Sequence: 5'-G GCC GGA AGA TTG GGG CGC CAA AGA GTA ACT CTC AAA GGC ACG CGC CCC AAT CTT CC-3 '

12.Name: 3'-Not-link-test1 (57-mer)

Sequence: 5'-GGC CGG AAG ATT GGG GCG CGT GCC TTT GAG AGT TAC TCT TTG GCG CCC CAA TCT TCC-3 '

13. Name: 5'-Not-Mbo-link-telo (92-mer)

Sequence: 5'-GGC CGG AAG ATT GGG GCG TTA GGG TTA GGG TTA GGG TTA GGG TTA GGG TTA GGG TTA GGG TTA GGG TTA GGG TTA GGG CGC CCC AAT CTT CC-3 '

14. Name: 3'-Not-Mbo-link-telo (92-mer)

Sequence: 5'-GGC CGG AAG ATT GGG GCG CCC TAA CCC TAA CCC TAA CCC TAA CCC TAA CCC TAA CCC TAA CCC TAA CCC TAA CCC TAA CGC CCC AAT CTT CC-3 '

15.5'-SL-linker-Fok1-RT (111-mer)

Sequence: 5'-CTA GTC GGA TGC GGC CGC TGC ACA ACA ACA CAC AAC ACA GCG GCC GCA TCC GAT CAG CGG GGG TCT TTC ATT TGG GGG CTC GTC CGG ATC GGG AGA CCC CTG CCC AGC GCC-3 '

16.3'-SL-linker-Fok1-RT (103-mer)

Sequence: 5'-CTG GGC AGG GGT CIC CCG ATC CGG ACG AGC CCC CAA ATG AAA GAC CCC CGC TGA TCG GAT GCG GCC GCT GTG TTG TTT GTT GTT GTG CAG CGG CCG CAT CCG A-3 '

17. Name: XmaⅠ-BglⅡ-Stop 1

SEQ ID NO: 5'-CCGGATCTAGACCGCAAGCTTCATTTAAA-3 '

18. Name: XmaⅠ-BrlⅡ-Stop 2

SEQ ID NO: 5'-GATCTTTAAATGAAGCTTGCGGTCTCGAT-3 '

<Sequence list>

Claims (8)

A cassette comprising a target sequence comprising a nucleic acid sequence designed to produce a nucleic acid sequence that binds to an endogenous nucleic acid sequence when reverse transcribed, an inverted tandem repeat located at both ends thereof and a 3 ′ primer binding site (PBS) Introducing into the target cell; Reverse transcripting the mRNA transcript of the cassette from PBS to release the single-stranded cDNA transcript into the cell; And binding the cDNA transcript to an endogenous nucleic acid target sequence to change the expression of that target sequence A method for altering the expression of an endogenous nucleic acid target sequence in a target cell, comprising.

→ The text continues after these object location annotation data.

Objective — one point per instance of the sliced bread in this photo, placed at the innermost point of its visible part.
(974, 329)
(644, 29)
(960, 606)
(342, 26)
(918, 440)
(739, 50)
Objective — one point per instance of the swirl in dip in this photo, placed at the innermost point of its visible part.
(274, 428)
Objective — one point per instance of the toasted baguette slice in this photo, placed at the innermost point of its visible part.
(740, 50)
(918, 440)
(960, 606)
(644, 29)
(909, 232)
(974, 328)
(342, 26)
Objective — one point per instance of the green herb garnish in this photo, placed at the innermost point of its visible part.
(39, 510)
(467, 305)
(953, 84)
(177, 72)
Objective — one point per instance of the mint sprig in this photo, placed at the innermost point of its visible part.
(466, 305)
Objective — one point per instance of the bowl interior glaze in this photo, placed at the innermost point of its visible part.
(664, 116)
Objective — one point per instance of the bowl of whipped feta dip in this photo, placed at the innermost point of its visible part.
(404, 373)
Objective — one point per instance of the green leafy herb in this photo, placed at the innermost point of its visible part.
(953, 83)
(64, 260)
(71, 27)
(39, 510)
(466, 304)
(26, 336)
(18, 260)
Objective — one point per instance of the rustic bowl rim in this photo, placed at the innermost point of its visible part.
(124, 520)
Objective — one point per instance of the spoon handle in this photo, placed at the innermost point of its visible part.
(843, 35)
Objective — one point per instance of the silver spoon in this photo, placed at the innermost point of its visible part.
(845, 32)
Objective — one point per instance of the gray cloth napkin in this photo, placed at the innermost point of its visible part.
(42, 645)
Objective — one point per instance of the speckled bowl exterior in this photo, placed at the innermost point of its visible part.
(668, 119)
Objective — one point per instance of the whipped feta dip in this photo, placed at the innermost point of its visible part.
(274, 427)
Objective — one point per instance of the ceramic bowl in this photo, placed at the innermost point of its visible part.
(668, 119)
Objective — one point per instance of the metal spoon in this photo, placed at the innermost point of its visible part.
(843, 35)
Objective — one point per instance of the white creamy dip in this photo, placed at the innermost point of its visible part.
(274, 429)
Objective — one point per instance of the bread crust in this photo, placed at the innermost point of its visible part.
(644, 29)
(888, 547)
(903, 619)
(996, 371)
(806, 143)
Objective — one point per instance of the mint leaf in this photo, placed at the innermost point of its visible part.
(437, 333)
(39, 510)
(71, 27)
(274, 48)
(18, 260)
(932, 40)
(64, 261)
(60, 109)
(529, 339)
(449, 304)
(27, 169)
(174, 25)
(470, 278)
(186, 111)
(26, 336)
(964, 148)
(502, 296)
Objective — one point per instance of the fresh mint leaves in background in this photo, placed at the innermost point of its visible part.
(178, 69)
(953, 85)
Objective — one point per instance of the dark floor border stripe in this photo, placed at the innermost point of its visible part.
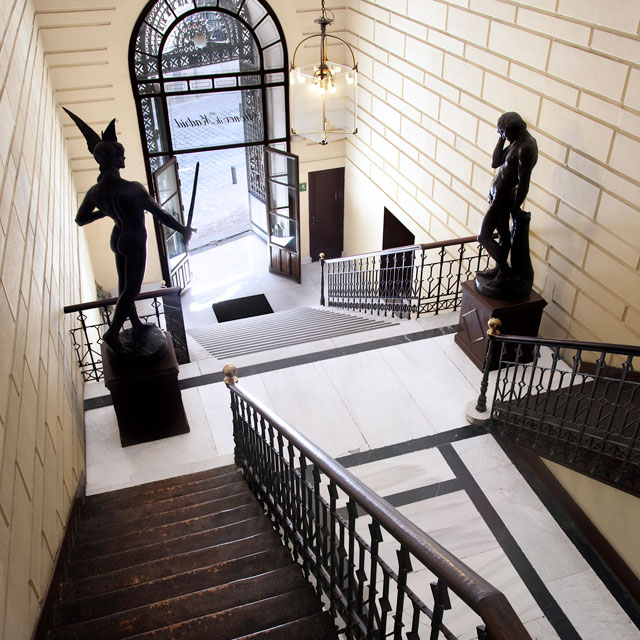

The method of claim 1, further comprising transfecting the reverse transcriptase / RNase gene into the target cell. The method of claim 1, further comprising linearizing the transcript of the desired sequence. 4. The cDNA transcript of claim 3, wherein the cDNA transcript of the desired sequence forms a stem-loop intermediate by the Watson-Crick base pair formation of an inverted tandem repeat sequence, thereby including a restriction site in the inverted tandem repeat sequence To be linearized. The method of claim 2, further comprising inducibly promoting transcription of a reverse transcriptase gene. The method of claim 5, wherein the transcription of the reverse transcriptase gene is promoted by a promoter of eukaryotic cells. CDNA transcript produced by the method of claim 1. A target cell in which the expression of a nucleic acid target sequence is changed according to the method of claim 1.